Not because of hardware failures, or lost backups.

But because of SYSTEMIC ARCHITECTURAL LIMITATIONS imposed by REQUIRING all data to pass through storage BEFORE USE

Think about all the data that never reaches a database

Most data is discarded pretty soon after it’s created

You could actually define real-time data as data that hasn’t yet reached storage

All data is real-time at some point

The totality of real-time data generated in the world is far too big to store

Because most data architectures require storage before use, they impede the collection of real-time data in the first place

Why collect data if you can’t use it?

But real-time data can be used to generate immense value by real-time applications, without the data having to pass through storage

The de facto storage requirement causes the data to be unavailable for use by real-time applications

That’s why storage is the leading cause of data loss in the industry

The data is lost before it ever reaches storage, because the data is too big to store.

But if you can process real-time data as it arrives—make use of the it and discard it–you can avoid the loss.

Most of this data is only useful in real-time, so there’s no loss in discarding it AFTER USE.

An analyze then store architecture is the key to preventing real-time data loss

Data loss occurs when data isn’t available for use

If a tree falls in the woods and nobody’s around, does it make a sound? If data is dropped and nobody ever asks to read it, will it be missed?

Reality is too big to fit on disk

You either have to limit you perception of reality to what you can permanently store.

Or you have to interpret data first, and only store the gist of what you processed.

Latency is equivalent to data loss for many use cases

Data is effectively “lost” during the time in which it’s being ingested and processed.

Data not getting where it’s needed in time, is indistinguishable from data loss due to a hardware failure.

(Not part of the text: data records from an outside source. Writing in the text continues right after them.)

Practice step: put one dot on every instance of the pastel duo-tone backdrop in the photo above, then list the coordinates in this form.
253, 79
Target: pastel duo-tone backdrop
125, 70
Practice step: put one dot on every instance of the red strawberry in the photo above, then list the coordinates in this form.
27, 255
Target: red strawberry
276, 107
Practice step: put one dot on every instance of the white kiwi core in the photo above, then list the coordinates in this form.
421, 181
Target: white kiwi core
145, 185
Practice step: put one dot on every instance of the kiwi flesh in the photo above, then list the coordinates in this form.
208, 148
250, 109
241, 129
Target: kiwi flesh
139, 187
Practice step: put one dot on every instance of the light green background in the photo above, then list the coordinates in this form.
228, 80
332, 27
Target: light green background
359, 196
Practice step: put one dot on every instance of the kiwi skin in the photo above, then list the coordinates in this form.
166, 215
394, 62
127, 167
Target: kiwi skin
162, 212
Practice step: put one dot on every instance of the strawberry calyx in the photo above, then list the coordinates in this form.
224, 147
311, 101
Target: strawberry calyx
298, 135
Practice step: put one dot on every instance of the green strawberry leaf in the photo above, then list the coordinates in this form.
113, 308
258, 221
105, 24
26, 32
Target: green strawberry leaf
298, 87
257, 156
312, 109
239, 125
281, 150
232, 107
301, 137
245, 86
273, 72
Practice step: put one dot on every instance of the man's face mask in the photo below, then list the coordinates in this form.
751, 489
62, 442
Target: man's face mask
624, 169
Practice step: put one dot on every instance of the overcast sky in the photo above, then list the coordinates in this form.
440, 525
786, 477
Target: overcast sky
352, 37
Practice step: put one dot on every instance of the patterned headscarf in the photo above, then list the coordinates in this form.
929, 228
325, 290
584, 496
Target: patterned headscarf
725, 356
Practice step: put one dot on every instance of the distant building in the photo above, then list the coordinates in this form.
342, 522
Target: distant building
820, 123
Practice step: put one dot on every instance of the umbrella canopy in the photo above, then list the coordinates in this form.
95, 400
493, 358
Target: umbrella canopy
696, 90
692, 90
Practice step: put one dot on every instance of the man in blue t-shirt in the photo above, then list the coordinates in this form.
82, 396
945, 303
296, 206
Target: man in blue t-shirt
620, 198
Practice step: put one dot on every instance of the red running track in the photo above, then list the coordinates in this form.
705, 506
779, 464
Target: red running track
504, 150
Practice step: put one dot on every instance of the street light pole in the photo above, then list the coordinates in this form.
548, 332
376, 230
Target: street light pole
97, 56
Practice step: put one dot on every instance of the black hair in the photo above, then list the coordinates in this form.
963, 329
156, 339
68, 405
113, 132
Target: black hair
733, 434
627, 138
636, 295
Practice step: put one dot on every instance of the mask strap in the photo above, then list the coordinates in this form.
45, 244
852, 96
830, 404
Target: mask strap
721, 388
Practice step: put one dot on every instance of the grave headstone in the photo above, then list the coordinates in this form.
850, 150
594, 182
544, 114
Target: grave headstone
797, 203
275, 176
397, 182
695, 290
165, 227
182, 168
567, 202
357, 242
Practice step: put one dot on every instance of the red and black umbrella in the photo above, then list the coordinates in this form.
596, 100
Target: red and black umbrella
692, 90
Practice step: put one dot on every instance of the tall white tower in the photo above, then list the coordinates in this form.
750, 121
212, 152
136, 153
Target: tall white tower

Latency causes data loss when it prevents you from collecting data in the first place

“I store all data forever. But I only collect data every 15 minutes because that’s all I can store.” This is data loss, plain and simple.

Lack of visibility into what’s happening in real-time is data loss

The isn’t available when you need it, like an unrecoverable disk failure.

The industry currently accepts ludicrously high rates of data loss in the name of “zero data loss”

The status quo is to lose as much data as you possibly can until you’ve thrown out so much that what remains fits permanently onto multi-region replicated disks.

Because reality doesn’t fit onto hard drives that exist in reality

If you’re storing everything you receive, you’re missing most of what there is to know.

If reality is too big to store, then real-time is the only time you have

The data is too big to store, so you have to process it before you store it. It’s tautological.

There is literally no other opportunity to process the full picture of what’s going on except in real-time. If you wait too long, the data will be lost forever, because it’s too big to store

I don’t remember what I ate for breakfast this morning, or any morning . But I’ve still managed to learn what I like for breakfast

I analyze what I eat, and then store what I like. I don’t store everything I’ve ever eaten and then periodically analyze my eating habits to determine what I I’m statistically most likely to like. That would be stupid. And unnecessarily imprecise.

Long term analysis might be useful from a nutritional perspective. My stored recollection of what I tend to ear is like a highly compressed jpeg of my actual food intake: It’s close enough. And it’s small size frees up my capacity to remember a lot more.

Storage isn’t the only way to guarantee consistency

Just ask TCP. Consistency is an end-to-end problem, to which the end-to-end principle should be applied.

The end-to-end principle is the idea that the endpoints of a transaction are in the best position to enforce consistency constraints.

The reason the end-to-end principle gets overlooked by software architectures is that no one piece of software controls the end-to-end picture. A vertically integrated software stack like Swim changes that.

Storage isn’t necessary for resilience

Storage itself gets its resilience from replication. Stateful applications can directly replicate state without touching storage.

Don’t get me wrong, storage is super useful, and critically important. It just doesn’t need to be on the critical performance path

Here’s an idea: use storage to… store stuff! Stop using storage as a consistency and resilience crutch; doing so cripples you more than you may realize.There are better ways to solve these problems that don’t force you to limp around for all eternity.